I conclude that the chairperson’s ruling of the applicant’s motion out of order was invalid. The ruling is a very transparent attempt, as evidenced in the above statements, to prevent the consideration by the body corporate in general meeting of a motion seeking approval of certain unauthorised improvements. I conclude that the committee took the view that if such a motion were to be considered, and was in fact, successful, that it would result in several disadvantages to the body corporate and owners generally. These are set out in para 8 of the committee submission. Moreover, the body corporate not only ruled the motion out of order, but before doing so, had certain members of the committee speak against aspects of the motion.

I conclude that there was no validity to the chairperson’s ruling of the motion out of order. I conclude that in so doing, the chairperson’s, and the committee’s motivation was to prevent the consideration of the motion in general meeting given the perceived consequences for the body corporate should it be approved. I consider that the chairperson’s and committee’s actions are quite blatant, particularly in view of the legal advice it received to the effect that there was no basis on which the motion might in fact be ruled out of order.

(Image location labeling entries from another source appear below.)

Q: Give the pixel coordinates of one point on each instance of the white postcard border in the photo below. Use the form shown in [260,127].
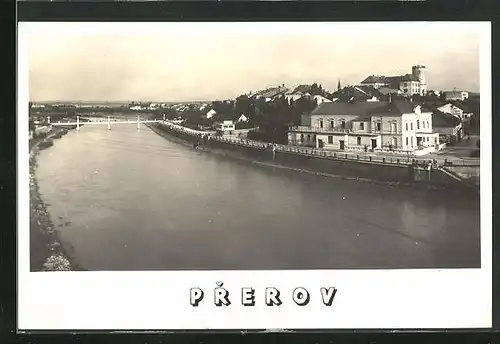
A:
[452,298]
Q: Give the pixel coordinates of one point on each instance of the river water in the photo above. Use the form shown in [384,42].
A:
[131,200]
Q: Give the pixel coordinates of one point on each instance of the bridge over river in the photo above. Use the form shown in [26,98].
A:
[127,199]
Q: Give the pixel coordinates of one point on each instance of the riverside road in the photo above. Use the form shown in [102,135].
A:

The order sought by the applicant was that his motion be "declared valid and that an EGM be held to allow the resolution to be reconsidered or the adjudication recommend to the body corporate that my motion be approved by the body corporate". I consider that the first alternative order sought is a fair and reasonable request in the circumstances. However, the later, that I recommend the approval of the motion, is not reasonable. The question to be determined by this application and that which I have determined is whether the ruling of the chairperson was invalid. It was not to determine whether or not the motion should in fact be approved. This is a matter for the body corporate in general meeting, by special resolution to determined. I have ordered accordingly.

Both parties have made allegations to the effect that the contents of the motion are biased in favour of the acceptance of the motion or conversely that the events which transpired have prejudiced the fair consideration of the motion. I consider that both parties are entitled to present their position in the best light. Moreover, the body corporate committee are at liberty to make a recommendation to the members of the body corporate in respect of the outcome of the motion. In doing so, both parties are at liberty to rebutt the material of the other. In the circumstances, I am not prepared to make a further finding to the effect that the events which transpired have prejudicated the fair consideration of the motion, or that the terms of the motion are biased in favour of the applicant.